If you split them with a wedge now, not a saw, and let them relax a bit (A couple of cold beers, and the radio on a cool jazz station will help) before you saw them they'll spring less when the time comes to mill them to size.

chuckt
06-20-2012, 10:10 AM
Think they will shrink less if I wait for the moisture content to come down? Again, I suspect not. This seem to me like it would be no more effective than strapping them to keep the bend from happening. In any case, I have no choice. I will go ahead and cut them soon. I may strap them just for giggles. Hopefully, there will be enough wood to plane them back square.

Any benefit to waiting as long as possible to cut the heart out? I can do the deadwood as the last repair and it might be a year before I get to it.

Chip Chester
06-20-2012, 10:12 AM
Is lamination a possibility? If you've gotta make 'that piece' work, and if there's enough stock to resaw and glue up... May not work for your situation, though. Chip

kc8pql
06-20-2012, 10:18 AM
Any benefit to waiting as long as possible to cut the heart out?
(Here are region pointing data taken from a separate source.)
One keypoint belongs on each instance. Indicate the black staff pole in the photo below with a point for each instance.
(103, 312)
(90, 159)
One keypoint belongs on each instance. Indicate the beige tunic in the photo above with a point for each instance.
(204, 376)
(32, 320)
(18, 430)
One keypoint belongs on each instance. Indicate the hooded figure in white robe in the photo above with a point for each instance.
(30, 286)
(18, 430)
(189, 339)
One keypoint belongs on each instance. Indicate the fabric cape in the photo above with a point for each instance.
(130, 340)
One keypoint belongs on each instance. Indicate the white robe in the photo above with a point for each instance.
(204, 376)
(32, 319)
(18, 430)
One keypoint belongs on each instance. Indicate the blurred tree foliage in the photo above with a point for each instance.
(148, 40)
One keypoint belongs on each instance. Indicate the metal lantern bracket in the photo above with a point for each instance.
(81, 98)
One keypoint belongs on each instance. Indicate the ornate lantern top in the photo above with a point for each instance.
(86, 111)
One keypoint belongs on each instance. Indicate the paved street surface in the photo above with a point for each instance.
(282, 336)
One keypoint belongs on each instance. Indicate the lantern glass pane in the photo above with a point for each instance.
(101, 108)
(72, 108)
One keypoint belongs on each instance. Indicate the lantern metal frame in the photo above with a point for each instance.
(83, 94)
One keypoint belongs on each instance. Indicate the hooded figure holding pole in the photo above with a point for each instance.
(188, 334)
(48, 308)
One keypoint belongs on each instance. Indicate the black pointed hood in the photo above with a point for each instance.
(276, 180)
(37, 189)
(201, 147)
The longer it drys, the more the tension will build up. Do what Lefty suggests. Split them with wedges and then let them dry.

Jim Ledger
06-20-2012, 10:33 AM
I would rough out the pieces oversize as soon as possible. The smaller the timber, the less tension develops as it dries. You'll want to slow down the drying by painting the end grain with thick paint or wax to keep checks from developing. It will be years before you see significant drying in these timbers.

chuckt
06-20-2012, 11:31 AM
Whew! I love getting informed guidance. Thanks. That's the plan then. It looks like it will split like a ripe watermelon.

And Chip is right--It's just deadwood. I'll laminate it with resorcinol (or Gflex) if necessary to get the size.
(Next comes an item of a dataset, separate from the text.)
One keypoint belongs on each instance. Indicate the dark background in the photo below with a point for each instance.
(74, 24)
My sternpost piece, I am hoping, does not have as much of these stresses as it is well outside the heart.

Jim Ledger
06-20-2012, 12:23 PM
I wouldn't count on laminating, Chuck. The timber is much too wet, and will probably remain so. In addition, the pieces involved are large and subject to a lot of cyclical movement, which would stress a glue joint to failure. As I said, cutting the pieces to rough size will reduce the stress dramatically.

Which dimensions are so close that you're worried about losing the necessary dimension? The six inch thickness? The width seems to provide a lot of wiggle room.

chuckt
06-20-2012, 12:42 PM
The thickness is fine. Once I split it, and trim, the two seperate pieces are going to be not much wider than the 16.5" I need. Since the width tapers as it goes aft, I think I will be fine unless the warp is very significant.
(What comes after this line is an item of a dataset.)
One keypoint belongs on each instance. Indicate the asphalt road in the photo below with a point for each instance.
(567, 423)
Momentarily forgot about the moisture content. You are right.

David G
06-20-2012, 12:51 PM
Also - if you choose to rip the piece instead of split it with wedges... I'd cut it with a bandsaw if possible. Safer.

chuckt
06-20-2012, 01:32 PM
I bought a beam saw off Craigslist. Each piece weighs about 700 pounds.

Jim Ledger
06-20-2012, 01:46 PM
The 16" Makita?

Chip Chester
06-20-2012, 01:53 PM
Thought I read that this was a year off, in terms of ageing/stabilization of the material?

Chip

chuckt
06-20-2012, 01:58 PM
Yes Jim. It hasn't arrived yet. It was well-loved but promised to be strong.

Yes Chip--could be a year. Not sure a year will get me low enough though . . . maybe. Hopefully, it will all work out

Jim Ledger
06-20-2012, 02:31 PM
I bought one of those off Craiglist as well. It's pretty old, brown instead of the more-familiar blue. It will cut right through a 6x6 landscape timber, but with hardwood I use my regular saw to make the first cut, and then make successive passes with the Makita. Take it slow and you'll be fine.

If I was you, I'd invest in a gallon of CPES and paint the timbers as soon as they're shaped. It goes on like water and you can build up successive coats to make a good, stabilizing barrier coat.